И это, в принципе, объяснимо. Не только толикой тщеславия (она вполне естественна у такого преуспевающего писателя!), но прежде всего убежденностью: раз есть возможность, он должен помогать тем, кто обездолен.
Впрочем, довольно скоро «страждущие» стали его изрядно тяготить. Особенно после того, как Лондон понял, что большинство из них цинично его «используют»: едят, пьют, живут за его счет, но работать не хотят, а если и работают (большинство приходили к нему именно для того, чтобы «устроиться на работу»), то делают это плохо, без желания; к тому же, норовят обмануть, схалтурить, да еще и посмеиваются над ним: как ловко одурачили они богача-простофилю!
Но прорывалось раздражение редко — разве только в письмах: «Бездомные бродяги, проклятые отребья, кишат на ранчо, как сельди в бочке… и каждый думает только о своей шкуре…»
Кому он действительно был неизменно рад, так это старым друзьям: Джорджу Стерлингу и Джеймсу Хопперу. О первом мы писали, второй был знаком с Джеком давно, еще со школы. Но в школе не дружили, сблизились позднее, в 1900-е, когда Хоппер стал довольно известным в Калифорнии журналистом-репортером и к тому же социалистом (правда, без радикализма). Обоих, надо сказать, Чармиан недолюбливала, полагая, что они дурно влияют на супруга (и тот и другой были истовыми поклонниками Бахуса). Но отвадить от дома (как многих других членов «Толпы») то ли не смогла, то ли не решалась, зная, что мужчин связывают отношения более чем приятельские — глубоко дружеские. Сохранилось много фотографий того времени, на которых Лондон с друзьями. Они приезжали часто, но, что интересно, обычно не оставались в доме, а забирали Джека с собой — на пикник или еще куда-то. Чармиан же всегда сильно нервничала, если супруг выбирался куда-нибудь без нее. Причем, скорее всего, не из ревности, а потому что и в 40 лет продолжала оставаться «чертенком в юбке», с удовольствием участвуя в эскападах.
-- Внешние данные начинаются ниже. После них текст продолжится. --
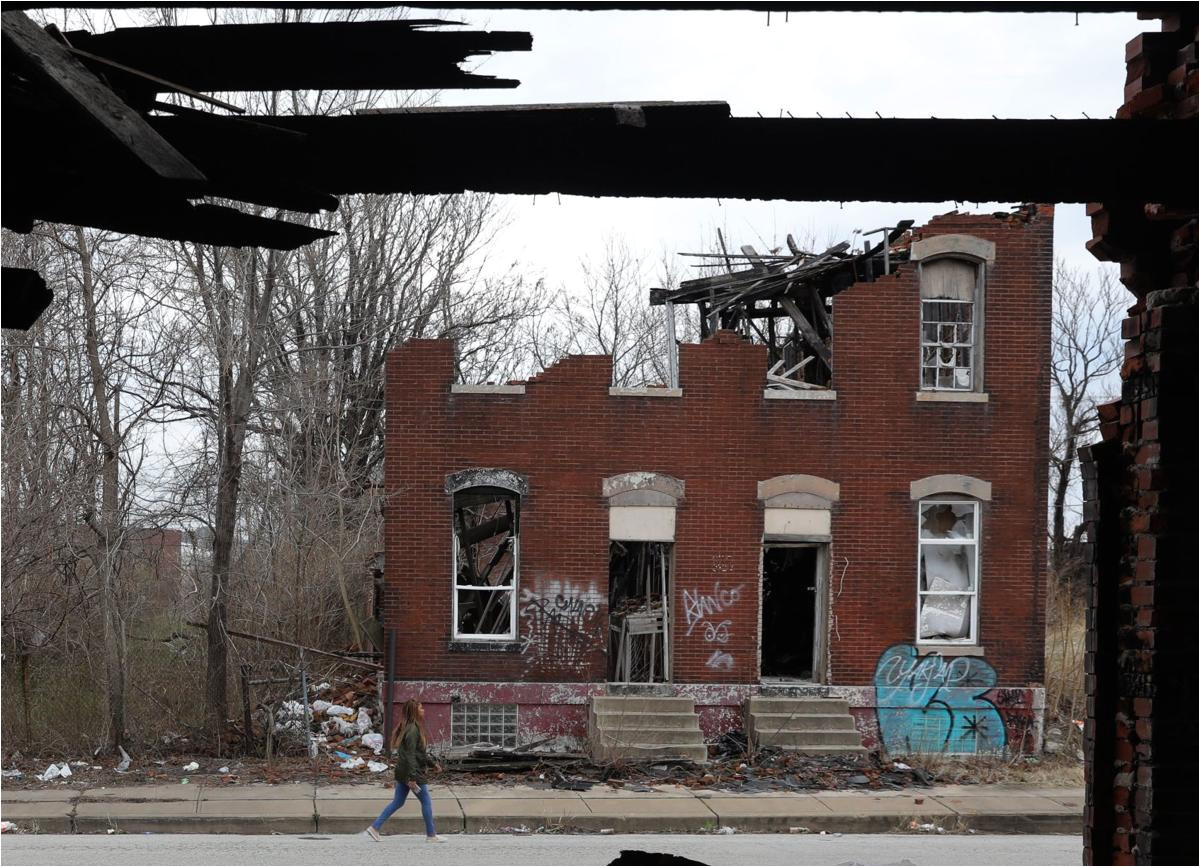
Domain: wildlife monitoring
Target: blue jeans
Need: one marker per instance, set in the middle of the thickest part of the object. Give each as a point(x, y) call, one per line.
point(397, 801)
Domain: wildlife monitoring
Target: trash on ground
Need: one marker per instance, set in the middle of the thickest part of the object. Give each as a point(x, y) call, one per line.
point(54, 772)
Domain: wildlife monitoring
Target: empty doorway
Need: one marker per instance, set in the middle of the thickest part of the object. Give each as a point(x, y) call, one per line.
point(639, 611)
point(792, 589)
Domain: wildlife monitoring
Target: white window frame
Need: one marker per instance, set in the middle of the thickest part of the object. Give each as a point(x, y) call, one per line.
point(511, 634)
point(972, 639)
point(976, 342)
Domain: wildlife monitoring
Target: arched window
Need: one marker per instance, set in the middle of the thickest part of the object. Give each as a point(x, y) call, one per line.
point(952, 270)
point(948, 527)
point(486, 552)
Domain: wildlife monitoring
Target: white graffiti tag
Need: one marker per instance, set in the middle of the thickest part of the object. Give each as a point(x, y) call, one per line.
point(720, 659)
point(719, 633)
point(699, 607)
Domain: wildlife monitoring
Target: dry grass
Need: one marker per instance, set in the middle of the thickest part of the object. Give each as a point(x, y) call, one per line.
point(1065, 649)
point(1031, 770)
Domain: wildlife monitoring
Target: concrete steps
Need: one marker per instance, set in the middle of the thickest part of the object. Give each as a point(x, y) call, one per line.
point(814, 727)
point(645, 727)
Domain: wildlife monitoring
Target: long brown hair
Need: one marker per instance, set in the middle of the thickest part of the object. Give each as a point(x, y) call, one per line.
point(409, 715)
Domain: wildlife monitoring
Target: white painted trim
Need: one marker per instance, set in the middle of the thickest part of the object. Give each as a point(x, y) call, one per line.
point(462, 388)
point(928, 396)
point(799, 394)
point(951, 650)
point(618, 392)
point(949, 483)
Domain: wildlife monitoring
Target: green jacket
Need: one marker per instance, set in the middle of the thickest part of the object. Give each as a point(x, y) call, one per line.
point(412, 758)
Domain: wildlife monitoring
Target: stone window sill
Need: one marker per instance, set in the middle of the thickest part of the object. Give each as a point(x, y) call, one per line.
point(460, 388)
point(466, 646)
point(951, 650)
point(952, 396)
point(804, 394)
point(618, 392)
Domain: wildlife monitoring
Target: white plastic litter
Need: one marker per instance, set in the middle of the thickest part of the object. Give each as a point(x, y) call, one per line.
point(54, 772)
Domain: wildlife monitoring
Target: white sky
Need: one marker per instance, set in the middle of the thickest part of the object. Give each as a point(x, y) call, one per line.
point(953, 65)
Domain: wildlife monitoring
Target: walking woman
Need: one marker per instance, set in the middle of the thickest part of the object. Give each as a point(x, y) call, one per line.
point(408, 741)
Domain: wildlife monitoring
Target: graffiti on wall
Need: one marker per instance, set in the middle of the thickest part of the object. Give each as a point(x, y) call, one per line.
point(703, 611)
point(929, 704)
point(558, 625)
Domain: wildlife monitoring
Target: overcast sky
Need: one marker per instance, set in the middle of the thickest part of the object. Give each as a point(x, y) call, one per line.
point(953, 65)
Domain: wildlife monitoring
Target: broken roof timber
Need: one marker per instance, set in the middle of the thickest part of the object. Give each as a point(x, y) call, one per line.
point(305, 55)
point(687, 150)
point(1092, 6)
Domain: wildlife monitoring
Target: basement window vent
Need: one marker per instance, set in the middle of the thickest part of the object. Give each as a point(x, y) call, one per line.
point(483, 723)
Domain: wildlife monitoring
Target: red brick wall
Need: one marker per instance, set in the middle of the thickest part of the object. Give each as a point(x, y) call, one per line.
point(1141, 503)
point(567, 434)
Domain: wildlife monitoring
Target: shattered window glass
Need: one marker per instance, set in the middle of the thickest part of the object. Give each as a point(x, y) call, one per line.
point(486, 555)
point(947, 584)
point(947, 345)
point(490, 724)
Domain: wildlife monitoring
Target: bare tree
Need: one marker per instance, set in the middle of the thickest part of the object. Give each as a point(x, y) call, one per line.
point(1086, 351)
point(610, 314)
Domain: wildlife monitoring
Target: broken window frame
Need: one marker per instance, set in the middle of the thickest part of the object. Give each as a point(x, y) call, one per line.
point(973, 322)
point(972, 543)
point(510, 589)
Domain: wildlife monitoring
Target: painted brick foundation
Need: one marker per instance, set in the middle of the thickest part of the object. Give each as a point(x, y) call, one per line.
point(567, 432)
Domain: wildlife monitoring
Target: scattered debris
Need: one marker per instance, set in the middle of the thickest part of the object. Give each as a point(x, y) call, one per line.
point(55, 772)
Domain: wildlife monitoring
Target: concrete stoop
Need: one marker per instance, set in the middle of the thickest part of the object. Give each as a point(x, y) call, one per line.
point(645, 727)
point(807, 725)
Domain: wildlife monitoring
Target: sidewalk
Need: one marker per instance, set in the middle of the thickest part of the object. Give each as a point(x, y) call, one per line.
point(306, 808)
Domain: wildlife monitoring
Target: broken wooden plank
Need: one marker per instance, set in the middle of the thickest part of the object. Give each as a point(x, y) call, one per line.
point(85, 95)
point(810, 334)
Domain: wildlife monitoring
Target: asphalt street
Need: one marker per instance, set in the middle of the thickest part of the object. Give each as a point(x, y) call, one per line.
point(540, 849)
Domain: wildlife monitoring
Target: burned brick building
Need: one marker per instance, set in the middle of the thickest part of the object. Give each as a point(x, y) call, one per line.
point(559, 550)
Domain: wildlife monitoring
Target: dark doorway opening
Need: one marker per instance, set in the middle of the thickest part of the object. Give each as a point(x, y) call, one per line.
point(639, 610)
point(789, 611)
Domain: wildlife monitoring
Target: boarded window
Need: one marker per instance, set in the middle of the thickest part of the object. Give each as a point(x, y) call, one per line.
point(948, 581)
point(486, 546)
point(473, 723)
point(948, 327)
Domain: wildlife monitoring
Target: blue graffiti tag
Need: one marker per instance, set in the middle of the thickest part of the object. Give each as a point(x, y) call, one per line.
point(936, 705)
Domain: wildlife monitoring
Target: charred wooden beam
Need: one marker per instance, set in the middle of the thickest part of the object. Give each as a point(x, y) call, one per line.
point(24, 297)
point(304, 55)
point(29, 51)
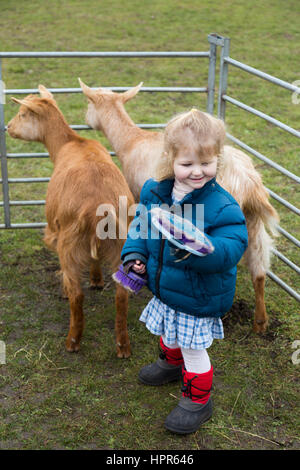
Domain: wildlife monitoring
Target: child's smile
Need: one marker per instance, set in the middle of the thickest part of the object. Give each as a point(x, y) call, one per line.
point(193, 171)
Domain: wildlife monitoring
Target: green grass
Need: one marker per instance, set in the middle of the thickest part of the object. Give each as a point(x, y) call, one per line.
point(50, 399)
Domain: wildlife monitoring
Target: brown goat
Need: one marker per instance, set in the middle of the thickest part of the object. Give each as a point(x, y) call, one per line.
point(84, 177)
point(139, 151)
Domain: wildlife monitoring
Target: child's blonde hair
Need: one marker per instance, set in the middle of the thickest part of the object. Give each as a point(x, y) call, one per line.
point(208, 137)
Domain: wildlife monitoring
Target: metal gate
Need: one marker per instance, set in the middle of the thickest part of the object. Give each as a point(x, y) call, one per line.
point(215, 41)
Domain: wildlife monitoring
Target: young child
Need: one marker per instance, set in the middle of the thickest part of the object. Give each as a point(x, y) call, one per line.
point(191, 294)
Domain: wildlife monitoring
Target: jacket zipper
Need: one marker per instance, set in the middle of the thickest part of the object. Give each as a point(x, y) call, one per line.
point(158, 272)
point(161, 253)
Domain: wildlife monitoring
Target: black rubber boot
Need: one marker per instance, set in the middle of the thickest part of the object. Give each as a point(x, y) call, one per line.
point(160, 372)
point(188, 416)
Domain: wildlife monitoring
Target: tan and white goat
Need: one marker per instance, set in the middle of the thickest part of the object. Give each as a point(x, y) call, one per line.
point(138, 151)
point(84, 177)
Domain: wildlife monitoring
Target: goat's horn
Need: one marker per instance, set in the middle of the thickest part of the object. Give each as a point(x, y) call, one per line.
point(86, 89)
point(44, 92)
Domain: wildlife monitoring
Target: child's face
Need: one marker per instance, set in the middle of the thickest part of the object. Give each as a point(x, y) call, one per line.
point(193, 171)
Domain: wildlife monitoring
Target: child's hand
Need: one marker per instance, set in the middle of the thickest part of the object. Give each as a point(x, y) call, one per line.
point(139, 267)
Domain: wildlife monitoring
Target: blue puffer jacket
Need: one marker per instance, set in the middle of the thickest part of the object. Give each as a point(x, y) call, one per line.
point(200, 286)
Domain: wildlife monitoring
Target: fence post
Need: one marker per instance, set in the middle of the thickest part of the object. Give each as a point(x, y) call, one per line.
point(214, 41)
point(223, 78)
point(4, 172)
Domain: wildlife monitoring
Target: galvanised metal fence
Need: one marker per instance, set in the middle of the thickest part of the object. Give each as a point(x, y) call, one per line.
point(214, 41)
point(223, 99)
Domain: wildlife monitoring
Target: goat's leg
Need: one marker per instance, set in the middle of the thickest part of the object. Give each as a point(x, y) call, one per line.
point(260, 315)
point(122, 338)
point(257, 257)
point(76, 297)
point(96, 277)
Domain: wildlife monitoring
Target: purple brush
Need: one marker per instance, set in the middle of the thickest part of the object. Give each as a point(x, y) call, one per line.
point(129, 279)
point(181, 232)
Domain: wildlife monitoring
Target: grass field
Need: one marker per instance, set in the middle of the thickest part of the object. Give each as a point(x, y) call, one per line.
point(50, 399)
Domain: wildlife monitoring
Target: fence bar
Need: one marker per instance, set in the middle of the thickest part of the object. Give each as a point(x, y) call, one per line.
point(142, 126)
point(223, 79)
point(265, 76)
point(282, 284)
point(288, 236)
point(26, 180)
point(104, 54)
point(27, 225)
point(283, 201)
point(25, 203)
point(27, 91)
point(262, 115)
point(4, 171)
point(264, 158)
point(211, 74)
point(28, 155)
point(286, 260)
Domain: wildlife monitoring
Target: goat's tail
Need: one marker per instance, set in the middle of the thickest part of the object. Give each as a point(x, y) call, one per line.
point(262, 208)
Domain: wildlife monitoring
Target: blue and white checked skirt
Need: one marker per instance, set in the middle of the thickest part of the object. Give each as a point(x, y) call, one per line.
point(189, 331)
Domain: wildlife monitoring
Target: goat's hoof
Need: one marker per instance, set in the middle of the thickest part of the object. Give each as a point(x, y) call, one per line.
point(123, 351)
point(72, 345)
point(260, 326)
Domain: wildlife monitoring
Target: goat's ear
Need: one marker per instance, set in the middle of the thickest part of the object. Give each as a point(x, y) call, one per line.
point(30, 104)
point(89, 93)
point(127, 95)
point(15, 100)
point(44, 92)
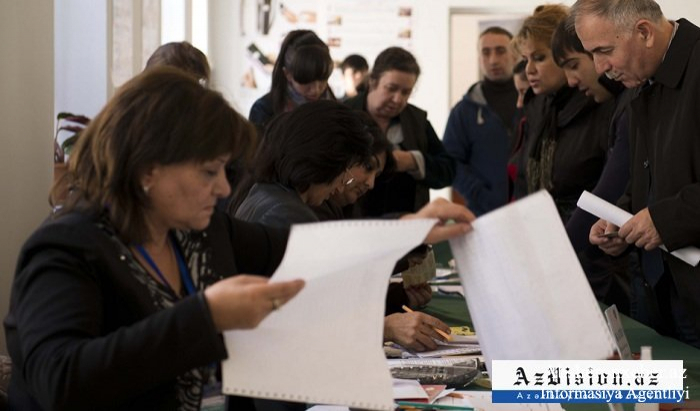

Еще в самом начале — сразу после приобретения самого первого своего участка в Лунной долине — Лондон писал Клодели Джонсу: «Разводить хозяйство я не собираюсь; на ранчо всего один расчищенный участок, да и тот пойдет под пастбище». Но тогда владения были совсем небольшими. В последующие годы они только прирастали, и, как мы уже знаем, «приросли» многократно. А Лондон открыл в себе «сельскохозяйственную жилку». Да не просто «открыл», но постепенно всерьез увлекся сельским хозяйством. Увлекался же он всегда с размахом: взялся разводить скот — лошадей (приобрел племенного жеребца), молочных коров и бычков на мясо; построил свинарник и планировал развивать свиноводство (купил поросят); занялся разведением коз ангорской породы; проводил эксперименты по повышению плодородности почв, экспериментировал со злаками, травами и т. д.